Meritxell Batet, currently the Socialist government minister responsible for relations with the autonomous communities, who has sent out mixed messages over the years regarding an independence referendum, has been nominated as speaker of the Spanish Congress.
Meanwhile, Manuel Cruz, a philosophy professor and former universities spokesperson, who has been outspoken against independence, has been put forward for the less legally significant but highly symbolic role of Spanish Senate speaker.
Cruz is a close friend of Miquel Iceta, leader of the Catalan Socialists (PSC) party, who was the first choice for the role before pro-independence parties vetoed his appointment to Spain’s senate, accusing the governing Socialists (PSOE) of tokenism.

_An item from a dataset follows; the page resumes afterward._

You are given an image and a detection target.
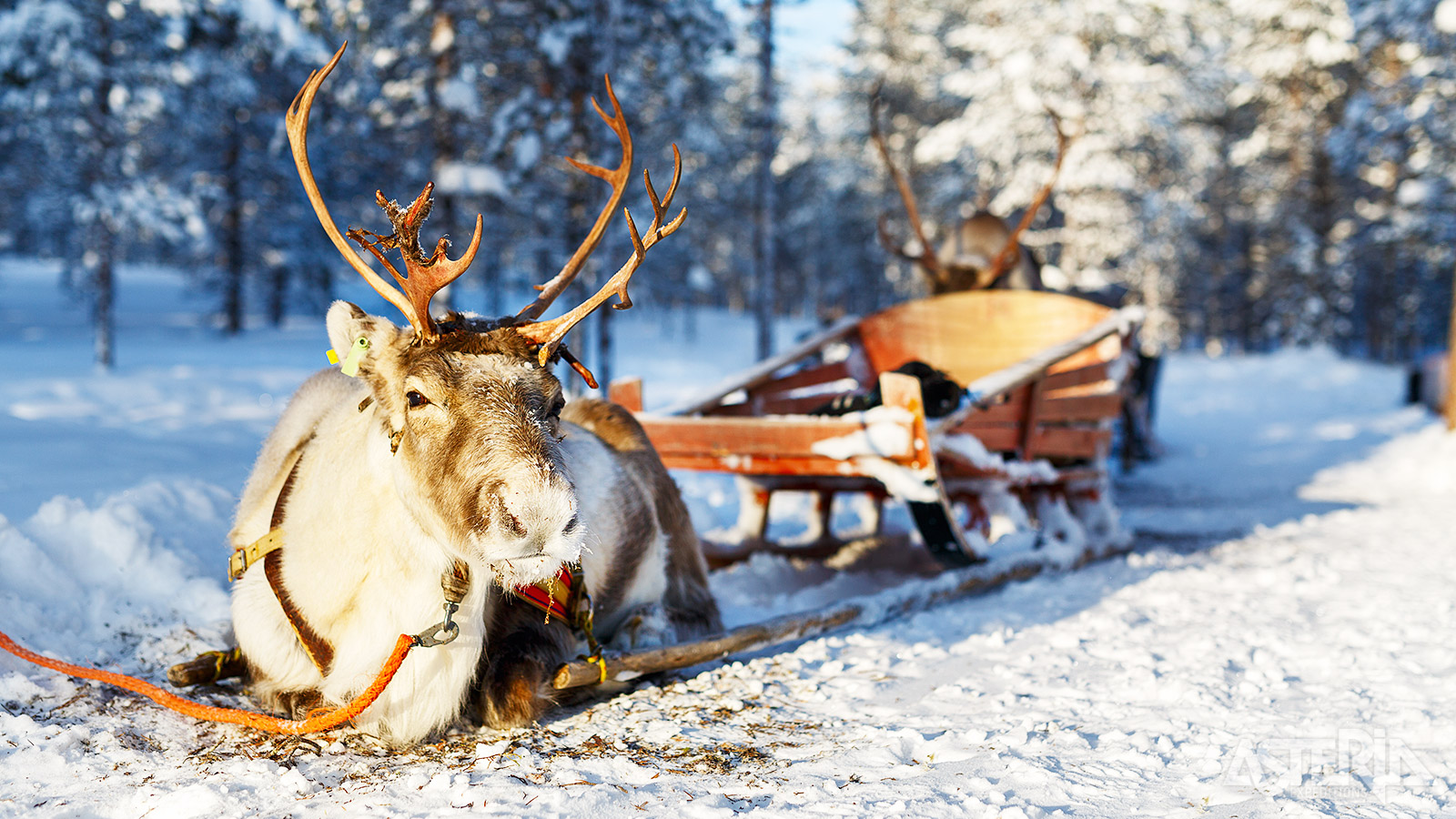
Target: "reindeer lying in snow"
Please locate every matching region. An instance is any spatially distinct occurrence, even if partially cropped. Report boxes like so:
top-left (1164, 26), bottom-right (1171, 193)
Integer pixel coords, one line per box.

Responding to the news, Iceta said that ‘sometimes good things can arise from bad things’ and emphasised that it showed Sánchez’s ‘commitment to dialogue, coexistence and reform’.
Neither of the new nominees will need the go-ahead from the Catalan Parliament to take up office, since they were both elected to their respective chambers at the April general election, which the Socialists won without securing an overall minority.
Acting Prime Minister Sánchez has vowed that the new parliament would be centred on ‘consensus’ and solving the Catalan crisis ‘within the framework of the Spanish Constitution’.